Biokreis kooperiert mit Ecovalia – kein Antrag bei Allianz
Spanische Frische statt regionaler Produkte: Biokreis kooperiert mit Ecovalia, dem größten Bio-Anbauverband in Spanien. Der Bio-Allianz selbst – zu deren Gründungsmitgliedern Biokreis gehört – liegen jedoch keine weiteren Mitgliedsanträge vor. „Allen Verbänden in der Allianz steht es frei, auch Kooperationen außerhalb der Allianz einzugehen“, so die Bio-Allianz. Auswirkungen auf gegenseitige Rohwarenanerkennungen innerhalb dieses Verbundes würden berücksichtigt. Ziel der neuen Partnerschaft von Biokreis und Ecovalia ist es indes, dass der LEH in Deutschland bald mehr Bio-Verbandsware für sein Frische-Sortiment bekommen soll. Das meldete Mitte April die Lebensmittel Zeitung (LZ). „Ich denke, im zweiten Halbjahr 2026 werden Händler in Deutschland die ersten Produkte ordern können“, so Biokreis-Geschäftsführer Simon Krischer (Foto) zur LZ. Damit verschaffe sich Biokreis eine gigantische Lieferabsicherung. Biokreis-Ware wandert vor allen in die Regale von Edeka sowie ihrer Töchter Naturkind und Netto. Aber auch die Bio-Filialisten Alnatura und Dennree sowie derzeit noch Tegut listen Biokreis-Erzeugnisse. Mit der Partnerschaft will sich Biokreis vor allem neue Rohstoffe wie Oliven oder Zitrusfrüchte sichern – sogar Kakao und Kaffee stehen auf der Wunschliste. Derzeit arbeiten die beiden Verbände laut LZ an Validierungsprozessen, Auditoren-Schulungen sowie an der Auswahl von Erzeugern und Produkten. Zu Ecovalia gehören rund 17.000 Mitglieder, doch derzeit wirtschaftet laut LZ gerade einmal eine dreistellige Zahl über dem Standard von EU-Bio. Was künftig als Verbandsware im Regal landet, könnte also nicht nur aus völlig unterschiedlichen Regionen kommen, sondern auch aus unterschiedlichen Strukturen und mit unterschiedlichem Qualitätsverständnis. Mögliche Folge: Für den Austausch von Rohwaren müsste sich die Bio-Allianz besonders angesichts großer, internationaler Warenströme auf den kleinsten gemeinsamen Nenner einigen. „Alle Systeme werden so erschaffen, dass keinerlei Qualitäts- oder Herkunftssicherungsfragen unklar sind“, so die Bio-Allianz.

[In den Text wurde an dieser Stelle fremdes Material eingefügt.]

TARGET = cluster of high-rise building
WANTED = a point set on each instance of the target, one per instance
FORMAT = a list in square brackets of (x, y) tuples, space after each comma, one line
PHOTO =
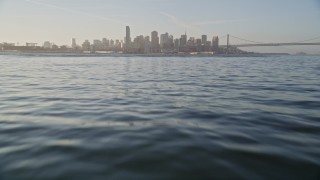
[(168, 44), (163, 43)]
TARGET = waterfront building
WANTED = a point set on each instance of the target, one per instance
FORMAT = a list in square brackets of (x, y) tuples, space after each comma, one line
[(204, 39), (128, 39), (74, 44), (183, 43), (86, 46), (215, 44), (155, 46), (176, 45), (47, 45)]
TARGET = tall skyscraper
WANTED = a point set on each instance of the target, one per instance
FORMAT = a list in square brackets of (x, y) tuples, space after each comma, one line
[(74, 44), (215, 43), (183, 43), (204, 39), (155, 46), (128, 36)]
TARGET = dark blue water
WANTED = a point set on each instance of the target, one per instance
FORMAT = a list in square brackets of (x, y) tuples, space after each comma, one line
[(159, 118)]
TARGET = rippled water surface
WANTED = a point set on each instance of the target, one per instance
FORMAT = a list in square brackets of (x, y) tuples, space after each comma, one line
[(159, 118)]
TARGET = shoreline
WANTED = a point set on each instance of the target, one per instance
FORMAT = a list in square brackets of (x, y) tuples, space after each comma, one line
[(73, 54)]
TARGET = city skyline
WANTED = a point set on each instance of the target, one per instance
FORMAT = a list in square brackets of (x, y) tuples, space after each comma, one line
[(272, 21)]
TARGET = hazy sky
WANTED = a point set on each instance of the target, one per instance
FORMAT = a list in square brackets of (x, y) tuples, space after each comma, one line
[(60, 20)]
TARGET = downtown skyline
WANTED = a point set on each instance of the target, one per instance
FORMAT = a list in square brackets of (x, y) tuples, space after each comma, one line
[(57, 21)]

Ecovalia hatte im Frühjahr eine Debatte losgetreten: Spanien gilt als einer der größten Schweineproduzenten Europas. Da ökologisch gezüchtete Ferkel dort aber knapp sind, sollen Mäster laut Medienberichten mitunter auf konventionelle Ferkel zurückgreifen. Anfang April warnte das Aktionsbündnis Bioschweinehalter Deutschland vor einem möglicherweise nicht EU-Öko-konformen Bio-Schweinefleisch aus Spanien. „In den letzten Wochen haben sich die Hinweise nicht nur in Deutschland, sondern auch in weiteren EU-Ländern, verdichtet, dass das im großen Umfang aus Spanien billig importierte Bio-Schweinefleisch mit konventionell erzeugten Ferkeln produziert wird. Dieses Vorgehen ist kein Einzelfall! Unserer Erkenntnis nach wird hierbei mit System die EU-Bio-Verordnung ausgehebelt, um einen deutlichen Preisvorteil zu generieren”, so das Aktionsbündnis auf seiner Homepage. Mit der Verarbeitung und dem Verkauf dieser Waren in Deutschland werde der Verbraucher massiv getäuscht. Einheimische Bio-Schweinehalter, die sowohl die EU-Öko-Verordnung, und zum Teil auch darüberhinausgehende Verbandsrichtlinien einhalten, kämen durch diese Billigimporte preislich stark unter Druck. Die aktuelle Zusammenarbeit von Biokreis und Ecovalia betrifft laut Bio-Allianz allerdings ausschließlich pflanzliche Produkte.